GLA titles offer security during the transitional phase. [iStockphoto]

Consider a situation where a lender is processing a financial facility secured by two properties within the Government Lands Act (GLA) land regime.

On one hand, they receive a converted GLA title, while on the other hand, they encounter a Form LRA 33 transfer instrument as the title document.

The lender is suddenly faced with a dilemma: how do they reconcile the deferring formats and ensure that both titles are equally credible and secure?

This underscores the important question about consistency, reliability and legal interpretation addressed in our previous article on transitioning GLA titles. 

Financial institutions always enlist comprehensive legal guidance in the quest to safeguard their interests, optimise their security portfolio, and stay ahead of the curve.

At the heart of this in 2012 were discussions around a solution that would provide the necessary comforts in relation to GLA titles offered as security during the transitional phase, until certificates of title are issued in the prescribed form. 

The strategy adopted then was to obtain indemnities from registered property owners as a safety net, ensuring compliance with the specific procedures and requirements for GLA title conversion if their GLA properties were called for the transitioning process, which overall objective was to changeover from the old deed-based system to the title registration system. 

With all the changes since 2012 and things being in a state of flux, it has become essential for lenders to weigh the effectiveness of the indemnities in their vaults and whether a failure or delay to take a proactive approach to initiate the transition of GLA titles exposes them to any operational risks, particularly in relation to the enforceability of their interests. 

The indemnities were previously supportive of the lenders’ interests during the transition process. However, if the legal or regulatory landscape has evolved, and compliance with the applicable regulations or requirements is now possible, it can impact the effectiveness of existing indemnity agreements. 

Their efficacy can be diminished due to a lack of commitment to prioritising compliance, given the change in circumstances.

Taking these factors into account, it may be fitting and essential to weigh the benefits of prioritising GLA title securities in the ongoing nationwide land conversion and migration exercise and enforcing the GLA indemnities.

Here are three key considerations that provide further rationale for the importance of this prioritisation: 

Indefeasibility of title

One cannot begin to underscore the benefits of updated titles and how they can address titling issues under the deeds system. By consolidating the chain of deeds that make up a GLA title into a single centralised certificate of title, lenders benefit from the indefeasibility of title, significantly reducing the risk of competing claims. 

Enforcement delays

In assessing the effectiveness of indemnities in the event a borrower defaults on their obligations, the recovery process may be subject to delays or bureaucratic hurdles, particularly if there are backlogs in the land office, if the transition process is initiated at that point.
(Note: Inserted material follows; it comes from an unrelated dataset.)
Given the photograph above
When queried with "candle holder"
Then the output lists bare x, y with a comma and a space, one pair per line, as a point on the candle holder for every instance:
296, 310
This can also impact the marketability of property. 

No associated fees

Another benefit is that property owners can convert their GLA titles for free because the law itself mandates the transition, making it accessible and cost-effective. Previously, the conversion of GLA titles was a different process involving various steps and associated fees. 

Granted, initiating the transition process may involve an administrative burden as it requires time, resources and expertise to assess lenders’ securities portfolio, and navigate and coordinate the transition requirements. The decision ultimately depends on the specific circumstances, risk tolerance, and strategic objectives of the lender. However, there is indisputable value in taking proactive steps to prioritise the transition and conversion of GLA titles. 

This strategic approach would not only enhance the integrity of lenders’ security assets but also contribute to the overall liquidity of these assets.